The Grandaddy Russell 2000 rallied close to its 200-week moving average (topic of our previous article) yesterday. On Wednesday, with rising yields once again, Gramps retreated.
In a bullish scenario, IWM continues to consolidate and rally in the coming days and weeks, eventually breaking through the 200-week moving average and continuing to climb. In the bearish case, if IWM cannot regain its 200-WMA after a period of consolidation, this key weekly technical level will become significant bear market resistance. That will most likely lead to lower lows.
IWM is in a bearish phase along with the other indices, but recent price action has shown relative strength. What should we watch out for?
While IWM struggles to break above its 200-week moving average, it has held its mid-June lows. SPY, DIA, and Nasdaq 100, all failed to do so.
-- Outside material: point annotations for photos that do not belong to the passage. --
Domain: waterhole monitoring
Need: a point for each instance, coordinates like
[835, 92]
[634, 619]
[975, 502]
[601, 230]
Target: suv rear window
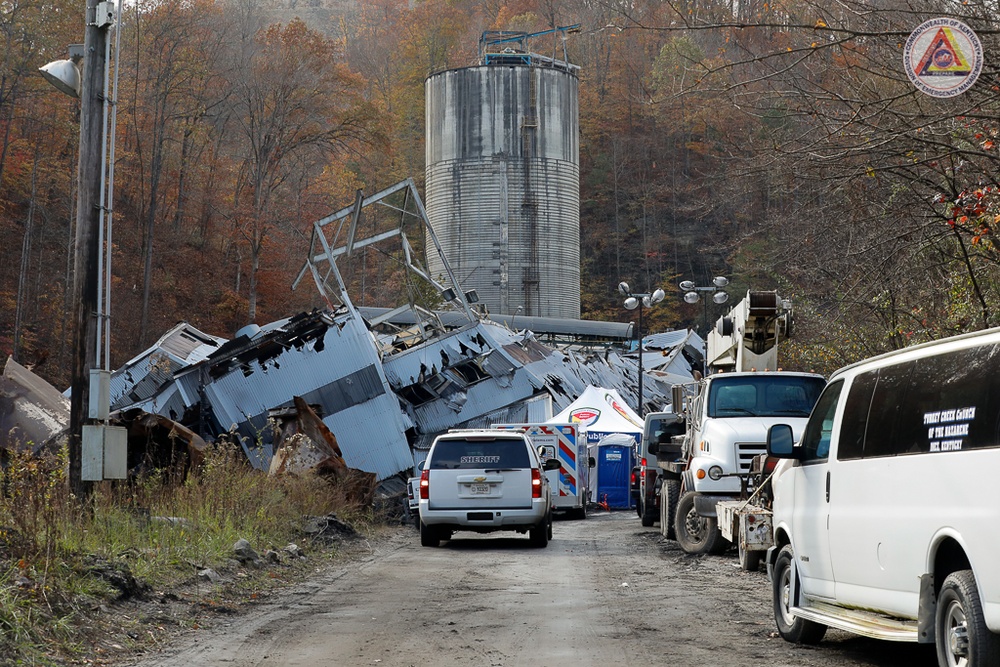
[478, 454]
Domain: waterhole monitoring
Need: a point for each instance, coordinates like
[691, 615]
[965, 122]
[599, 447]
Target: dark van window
[852, 430]
[887, 401]
[819, 429]
[479, 454]
[953, 403]
[942, 403]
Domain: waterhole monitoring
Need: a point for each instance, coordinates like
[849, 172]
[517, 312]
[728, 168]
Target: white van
[887, 513]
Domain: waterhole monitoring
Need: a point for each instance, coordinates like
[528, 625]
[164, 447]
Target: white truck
[566, 442]
[706, 446]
Grandpa Russell's companies are mid-cap and small-cap American businesses that are less well-known brands and have little exposure to international markets, so the strong US dollar has less impact. The Russell 2000 has violated the 200-weekly moving average several times before. In fact, with every crisis it was the NASDAQ that led while small caps remained weak. The reasons for that were low interest rates, low corporate tax rates and corporate buybacks. Small-cap companies did not have the same benefits from those factors.
In fact, this highlights the recent resilience of small and mid-cap stocks compared to large-cap stocks in the face of inflation, higher rates, slowing economic growth and US dollar strength. Grandpa Russell still needs substantial work to the upside, but a potential multi-week bottom might be forming.